Participation Criteria

Eligibility Criteria

• Ages Eligible for Study: 18 years to 55 years (Adult)
• Accepts Healthy Volunteers: No
• Genders Eligible for Study: All

Description

Inclusion Criteria:

• • Male and female subjects, aged 18-55 years. Women will be considered for inclusion if they are:

  • Not pregnant or nursing.
  • Of non-child bearing potential (i.e. physiologically incapable of becoming pregnant, including any female who is pre-menarchial or post-menopausal with documented proof of hysterectomy or tubal ligation, or meet clinical criteria for menopause and have been amenorrhoeic for more than 1 year prior to the screening visit).
  • Of childbearing potential and using an appropriate method of contraception (Oral contraceptive pill or double barrier).
  • Documented history of bronchial asthma first diagnosed at least 6 months prior to the screening visit and currently being treated only with intermittent short-acting beta2-agonist therapy by inhalation.
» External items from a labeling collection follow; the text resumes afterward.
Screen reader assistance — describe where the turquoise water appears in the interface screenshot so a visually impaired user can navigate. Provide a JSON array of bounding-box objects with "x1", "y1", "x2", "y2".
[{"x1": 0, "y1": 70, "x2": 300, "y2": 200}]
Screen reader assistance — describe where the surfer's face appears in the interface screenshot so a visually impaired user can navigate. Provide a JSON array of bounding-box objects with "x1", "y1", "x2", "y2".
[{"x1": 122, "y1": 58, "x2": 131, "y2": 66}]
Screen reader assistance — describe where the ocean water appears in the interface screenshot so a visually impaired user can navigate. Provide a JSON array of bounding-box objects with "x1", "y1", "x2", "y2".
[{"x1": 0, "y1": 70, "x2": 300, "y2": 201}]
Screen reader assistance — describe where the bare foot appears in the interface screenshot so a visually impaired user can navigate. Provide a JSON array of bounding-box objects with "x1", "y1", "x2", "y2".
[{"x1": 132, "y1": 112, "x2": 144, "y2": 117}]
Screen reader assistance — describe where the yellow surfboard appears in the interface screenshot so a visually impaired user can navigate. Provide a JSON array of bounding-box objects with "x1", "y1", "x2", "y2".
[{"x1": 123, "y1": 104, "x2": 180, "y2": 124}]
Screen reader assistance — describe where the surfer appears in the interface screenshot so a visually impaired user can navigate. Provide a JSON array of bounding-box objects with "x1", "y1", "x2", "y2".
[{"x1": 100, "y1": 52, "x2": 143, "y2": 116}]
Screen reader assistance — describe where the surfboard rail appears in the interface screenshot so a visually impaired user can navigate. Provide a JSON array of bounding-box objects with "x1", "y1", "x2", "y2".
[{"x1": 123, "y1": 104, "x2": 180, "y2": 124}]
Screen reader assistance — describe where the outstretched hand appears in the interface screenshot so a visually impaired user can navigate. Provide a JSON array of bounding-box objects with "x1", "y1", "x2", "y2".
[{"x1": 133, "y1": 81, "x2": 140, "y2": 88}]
Patients on low dose steroids will be washed out for 4 weeks.
  • FEV1 > 80% of predicted at screening.
  • They have history of allergic rhinitis to grass pollen and a positive skin prick test for Dactylus glomerata pollen at or within 12 months prior to the screening visit.
  • Documented sensitivity to AMP with a provocative concentration of AMP resulting in a 20% fall in FEV1 (PC20 AMP) of <80mg/ml at the screening visit.
  • Non smoker or smokers with a history of less than 10 pack years.
  • Able and willing to give written informed consent to take part in the study.
  • Available to complete all study measurements.

Exclusion Criteria:

• • History of a respiratory tract infection and/or exacerbation of asthma within 4 weeks before the informed consent and during the study.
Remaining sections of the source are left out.